3 min read

Streamline Your Documentation Workflow: Introducing Docporter

Streamline Your Documentation Workflow: Introducing Docporter

Hey everyone,

If you're like me, you often find yourself needing to gather documentation files scattered across different places – maybe deep within a local project folder or hosted on a GitHub repository. Manually finding, copying, and organizing these files, especially .md, .rst, or README files, can be a tedious chore. The main purpose of docporter is to make the tasks of generating documentation for feeding to LLMs easier.

That's why I built docporter, a simple Python command-line tool designed to automate this process. Whether you're preparing documentation for review, archiving project info, or feeding documentation into Large Language Models (LLMs), docporter aims to make your life easier.

What is docporter?

docporter is a Python package that extracts documentation files (.md, .mdx, .rst, .txt, and READMEs) from either a GitHub repository URL or a local directory path. It intelligently filters the relevant files and copies them to a specified output directory, preserving the original folder structure.

Key Features

I designed docporter with simplicity and utility in mind:

  • GitHub & Local Support: Seamlessly works with both remote GitHub repositories (using various URL formats like HTTPS/SSH) and local folders on your machine. For GitHub repos, it performs a shallow clone to save time and bandwidth, automatically cleaning up afterward.
  • Smart Extraction: It automatically recognizes common documentation file types (.md, .mdx, .rst, .txt) and always includes README files (regardless of case).
  • Preserves Structure: When copying files, it maintains the original directory hierarchy within the specified output folder, keeping context intact.
  • Simple CLI: A straightforward command-line interface makes it easy to use.
  • Custom Output: You can specify where you want the extracted documents to be saved. If you don't, it creates a sensible default folder (e.g., [repo_name]-docs).
  • LLM-Ready Format: Includes a handy copy command that gathers all documentation content, wraps it in an XML-like structure, and copies it directly to your clipboard – perfect for pasting into LLM prompts!

Installation

Getting started with docporter is easy. You can install it directly from PyPI:

Bash

pip install docporter

# If you have pipx then,
pipx install docporter

Alternatively, if you want to install it from the source:

Bash

# Make sure you use the correct URL for your repository
git clone https://github.com/aatitkarki/docporter
cd docporter
pip install .

Self-promotion note: The package currently requires Python 3.6 or higher and uses libraries like GitPython, urllib3, argparse, and pyperclip.

How to Use docporter

Using the tool involves simple commands in your terminal.
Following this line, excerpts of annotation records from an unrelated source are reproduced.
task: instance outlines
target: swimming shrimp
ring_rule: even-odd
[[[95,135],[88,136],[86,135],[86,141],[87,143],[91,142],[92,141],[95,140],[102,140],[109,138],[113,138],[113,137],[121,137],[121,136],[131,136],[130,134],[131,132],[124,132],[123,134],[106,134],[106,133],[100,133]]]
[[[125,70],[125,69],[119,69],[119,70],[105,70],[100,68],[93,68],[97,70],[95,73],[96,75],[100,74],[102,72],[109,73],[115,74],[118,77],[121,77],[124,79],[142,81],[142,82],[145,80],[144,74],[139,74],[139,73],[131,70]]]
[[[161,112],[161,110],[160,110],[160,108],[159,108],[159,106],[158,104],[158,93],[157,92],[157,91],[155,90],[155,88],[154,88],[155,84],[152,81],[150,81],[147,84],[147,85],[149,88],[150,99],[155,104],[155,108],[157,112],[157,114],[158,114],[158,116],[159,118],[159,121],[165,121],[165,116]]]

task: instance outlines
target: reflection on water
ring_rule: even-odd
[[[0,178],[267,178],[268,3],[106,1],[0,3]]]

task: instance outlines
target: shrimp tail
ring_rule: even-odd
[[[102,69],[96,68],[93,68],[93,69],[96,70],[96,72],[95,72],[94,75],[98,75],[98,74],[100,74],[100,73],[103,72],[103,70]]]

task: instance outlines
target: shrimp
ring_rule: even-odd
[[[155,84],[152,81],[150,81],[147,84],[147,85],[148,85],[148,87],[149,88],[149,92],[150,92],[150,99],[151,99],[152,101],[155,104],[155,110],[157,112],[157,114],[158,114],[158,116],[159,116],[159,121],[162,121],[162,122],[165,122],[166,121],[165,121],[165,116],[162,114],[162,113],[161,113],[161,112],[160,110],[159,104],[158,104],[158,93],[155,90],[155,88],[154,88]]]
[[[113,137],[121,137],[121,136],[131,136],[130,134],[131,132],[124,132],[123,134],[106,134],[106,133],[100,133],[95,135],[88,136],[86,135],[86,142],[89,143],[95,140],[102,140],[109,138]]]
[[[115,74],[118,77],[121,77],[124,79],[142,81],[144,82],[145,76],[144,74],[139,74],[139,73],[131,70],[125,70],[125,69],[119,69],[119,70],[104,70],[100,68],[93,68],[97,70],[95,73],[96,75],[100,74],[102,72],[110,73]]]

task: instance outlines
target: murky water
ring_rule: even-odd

1. Extracting Documentation:

The primary command is extract. You tell it the source (GitHub URL or local path) and optionally, an output directory using -o or --output.

Using Default Output: If you omit the -o flag, docporter will create a directory named [repo_name_or_folder_name]-docs in your current location.Bash

docporter extract https://github.com/someuser/cool-repo.git
# Docs will be saved in ./cool-repo-docs

From a Local Folder:

docporter extract /path/to/your/local/project -o ./extracted-project-docs

(This will copy docs from /path/to/your/local/project into ./extracted-project-docs.)

From a GitHub Repository:

docporter extract https://github.com/aatitkarki/docporter.git -o ./output-docs

(This will clone the repo temporarily, copy the docs to ./output-docs, and then delete the clone.)

2. Copying for LLMs:

I recently added the copy command (introduced in v0.2.0). This is super useful when you want to quickly provide documentation context to an AI assistant. It finds all the documentation files, reads their content, formats them into a single block of text with <document> tags, and copies it to your clipboard.

Copy Docs from a GitHub Repository:

docporter copy https://github.com/aatitkarki/docporter.git

Copy Docs from a Local Folder:

docporter copy /path/to/your/local/project

After running this, just paste (Ctrl+V / Cmd+V) into your LLM chat window! The format looks something like this:

<documents>
<document index="1">
<source>/path/to/your/local/project/README.md</source>
<document_content>
# Project Title
... content ...
</document_content>
</document>
<document index="2">
<source>/path/to/your/local/project/docs/usage.rst</source>
<document_content>
Usage Guide
===========
... content ...
</document_content>
</document>
</documents>

Why I Built It

I found myself frequently needing to grab just the documentation parts of projects, either for quick reference or for feeding into tools. Cloning entire repos or manually digging through folders felt inefficient. docporter is my solution to scratch that itch, and I hope it can be useful to others facing similar tasks, especially when preparing context for LLMs.

Give it a Try!

The package is still young (current version is 0.3.0), but it already handles the core tasks effectively. I encourage you to give it a try for your documentation extraction needs.

You can find the source code and contribute or report issues on GitHub:

https://github.com/aatitkarki/docporter

Let me know what you think! I'm always open to feedback and suggestions for improvement. Happy documenting!